Thank God! After seeing the doctor yesterday, he told me that my nose is healing quickly. Though it's still swollen. I no longer have to wear the nose cast/bandage 24/7 and I can start going out soon :)

My nose looks significantly different from before, at least to me. Hope it doesn't come as a big surprise to u when u see me haha

I finished this anime called Golden Time recently. It's the best romance anime after Toradora! The main character, Banri, lost all his memories at the end of high school. But he chose to start anew, entering Uni and then fell in love with Koko. Things got complicated when his identity and memories start to jumble up. But in the end he did not lost himself; he and Koko stayed together through it all.

"Above all, love each other deeply, because love covers over a multitude of sins." 
-1 Peter 4:8

I did not exactly spent my time that well yesterday and the half day today. But other than being infatuated with this anime, I also took time delighting in God's presence and Word; infatuated in his love too. Therefore, though I wasn't "productive". I felt like it's just enough to be at peace in God and seek him. Worship can be an end to itself, meaning that we don't need to receive a revelation or anything from it, but just delight in his presence. Everyday, I want to spend Golden Time with God :)

"Love is patient, love is kind. It does not envy, it does not boast, it is not proud.  It is not rude, it is not self-seeking, it is not easily angered, it keeps no record of wrongs.  Love does not delight in evil but rejoices with the truth.  It always protects, always trusts, always hopes, always perseveres.  Love never fails. But where there are prophecies, they will cease; where there are tongues, they will be stilled; where there is knowledge, it will pass away."
-1  Corinthians 13:4-8








Funny Scenes


Just want to end this post off with this quote by C.S Lewis:

"If there lurks in most modern minds the notion that to desire our own good and earnestly to hope for the enjoyment of it is a bad thing, I submit that this notion has crept in from Kant and the Stoics and is no part of the Christian faith.

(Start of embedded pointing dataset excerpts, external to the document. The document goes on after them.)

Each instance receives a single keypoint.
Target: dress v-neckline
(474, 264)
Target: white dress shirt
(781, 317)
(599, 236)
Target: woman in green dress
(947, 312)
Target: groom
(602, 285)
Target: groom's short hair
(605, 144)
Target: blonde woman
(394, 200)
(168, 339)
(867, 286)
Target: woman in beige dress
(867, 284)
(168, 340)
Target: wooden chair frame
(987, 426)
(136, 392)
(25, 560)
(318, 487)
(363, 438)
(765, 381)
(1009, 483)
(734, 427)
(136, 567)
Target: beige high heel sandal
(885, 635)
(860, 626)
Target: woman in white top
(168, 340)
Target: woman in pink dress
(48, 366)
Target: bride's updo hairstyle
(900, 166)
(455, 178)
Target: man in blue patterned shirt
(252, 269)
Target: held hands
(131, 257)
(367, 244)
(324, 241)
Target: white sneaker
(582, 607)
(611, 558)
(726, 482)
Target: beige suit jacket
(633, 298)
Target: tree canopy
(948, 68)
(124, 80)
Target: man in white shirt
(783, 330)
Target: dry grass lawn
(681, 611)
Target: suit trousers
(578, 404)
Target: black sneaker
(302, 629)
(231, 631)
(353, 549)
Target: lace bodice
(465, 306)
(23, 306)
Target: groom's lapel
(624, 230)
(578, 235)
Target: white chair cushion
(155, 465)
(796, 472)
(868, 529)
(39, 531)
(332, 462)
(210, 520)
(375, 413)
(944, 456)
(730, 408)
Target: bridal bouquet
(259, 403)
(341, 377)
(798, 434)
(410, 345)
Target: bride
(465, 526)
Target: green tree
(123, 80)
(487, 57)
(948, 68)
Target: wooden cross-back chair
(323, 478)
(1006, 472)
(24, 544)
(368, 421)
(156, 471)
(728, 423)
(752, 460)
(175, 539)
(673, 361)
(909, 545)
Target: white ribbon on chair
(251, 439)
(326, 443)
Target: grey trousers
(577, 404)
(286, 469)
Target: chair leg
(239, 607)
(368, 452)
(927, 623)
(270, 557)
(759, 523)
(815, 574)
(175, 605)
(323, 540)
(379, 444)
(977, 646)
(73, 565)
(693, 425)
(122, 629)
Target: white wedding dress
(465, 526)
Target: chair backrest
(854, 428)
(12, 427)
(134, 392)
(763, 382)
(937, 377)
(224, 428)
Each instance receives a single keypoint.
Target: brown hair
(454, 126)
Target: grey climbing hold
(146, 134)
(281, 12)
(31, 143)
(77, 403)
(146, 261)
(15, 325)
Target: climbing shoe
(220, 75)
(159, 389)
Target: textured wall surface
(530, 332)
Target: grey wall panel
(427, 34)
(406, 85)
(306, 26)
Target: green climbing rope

Indeed, if we consider the unblushing promises of reward and the staggering nature of the rewards promised in the Gospels, it would seem that our Lord finds our desires, not too strong, but too weak. We are half-hearted creatures, fooling about with drink and sex and ambition when infinite joy is offered us, like an ignorant child who wants to go on making mud pies in a slum because he cannot imagine what is meant by the offer of a holiday at the sea. We are far too easily pleased."